Begini, coba deh ketika seseorang menyebutkan ‘tiny little bumps on your forehead‘ dan langsung menyebutkan itu fungal acne tanpa pemeriksaan lebih lanjut, itu namanya kamu false claiming. Seorang dokter butuh waktu untuk mendiagnosa sebelum menyebut butiran kecil-kecil di dahi kamu itu malassezia (bukan fungal acne!). Terlebih saat akhirnya dia meluncurkan brand-nya sendiri, saya makin merasa kalau selama ini dia adalah marketing expert, bukan skincare expert. Sorry not sorry. Meskipun di website-nya kini dia telah ‘memperbaiki’ maksud dari fungal acne, saya tetap tidak bisa melupakan caranya membombastiskan fungal acne dan tetap menggunakan kata “fungal acne” itu sendiri. Sangat disayangkan karena beberapa produknya bisa dibilang cukup baik performanya.

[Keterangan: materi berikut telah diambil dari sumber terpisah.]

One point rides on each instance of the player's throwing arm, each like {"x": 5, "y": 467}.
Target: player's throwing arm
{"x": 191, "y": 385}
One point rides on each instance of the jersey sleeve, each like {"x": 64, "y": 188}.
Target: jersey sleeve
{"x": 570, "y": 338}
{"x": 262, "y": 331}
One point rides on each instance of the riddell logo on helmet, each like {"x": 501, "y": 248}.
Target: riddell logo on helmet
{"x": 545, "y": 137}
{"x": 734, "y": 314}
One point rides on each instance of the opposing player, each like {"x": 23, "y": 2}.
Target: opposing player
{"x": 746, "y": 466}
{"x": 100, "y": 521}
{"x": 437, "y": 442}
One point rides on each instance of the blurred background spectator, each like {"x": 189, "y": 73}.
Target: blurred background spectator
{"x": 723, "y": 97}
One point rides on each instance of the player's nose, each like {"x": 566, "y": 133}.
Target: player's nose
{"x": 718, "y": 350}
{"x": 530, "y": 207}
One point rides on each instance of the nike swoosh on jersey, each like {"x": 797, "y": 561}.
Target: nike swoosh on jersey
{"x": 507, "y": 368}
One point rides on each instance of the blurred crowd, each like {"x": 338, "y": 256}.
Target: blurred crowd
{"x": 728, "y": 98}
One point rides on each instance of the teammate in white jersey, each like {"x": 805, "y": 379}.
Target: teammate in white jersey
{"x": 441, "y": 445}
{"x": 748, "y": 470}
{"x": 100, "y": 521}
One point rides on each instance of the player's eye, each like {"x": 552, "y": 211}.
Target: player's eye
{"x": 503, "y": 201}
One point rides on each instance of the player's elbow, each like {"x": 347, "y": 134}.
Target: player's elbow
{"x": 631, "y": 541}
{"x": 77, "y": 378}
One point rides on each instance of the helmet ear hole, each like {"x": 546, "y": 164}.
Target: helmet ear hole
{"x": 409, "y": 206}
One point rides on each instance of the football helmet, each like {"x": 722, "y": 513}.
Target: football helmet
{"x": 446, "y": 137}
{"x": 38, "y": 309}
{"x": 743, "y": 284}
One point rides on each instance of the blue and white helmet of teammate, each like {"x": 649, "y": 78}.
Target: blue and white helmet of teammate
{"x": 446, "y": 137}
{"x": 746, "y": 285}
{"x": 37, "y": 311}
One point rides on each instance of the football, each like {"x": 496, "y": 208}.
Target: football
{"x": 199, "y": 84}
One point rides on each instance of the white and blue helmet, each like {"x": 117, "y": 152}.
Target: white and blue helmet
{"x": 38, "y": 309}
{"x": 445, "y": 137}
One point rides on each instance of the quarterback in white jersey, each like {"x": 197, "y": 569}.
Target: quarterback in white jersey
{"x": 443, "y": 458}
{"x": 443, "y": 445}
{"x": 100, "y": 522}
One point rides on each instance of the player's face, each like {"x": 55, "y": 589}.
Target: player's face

Well, both of them are not my cup of tea and I prefer to not support them. And for you guys, please be wise. Jangan mudah tergoda hanya dengan klaim-klaim yang berlebihan, terutama pada influencer yang kurang baik kredibilitasnya. Semoga kita semua terhindar dari false advertising dan false claiming ya!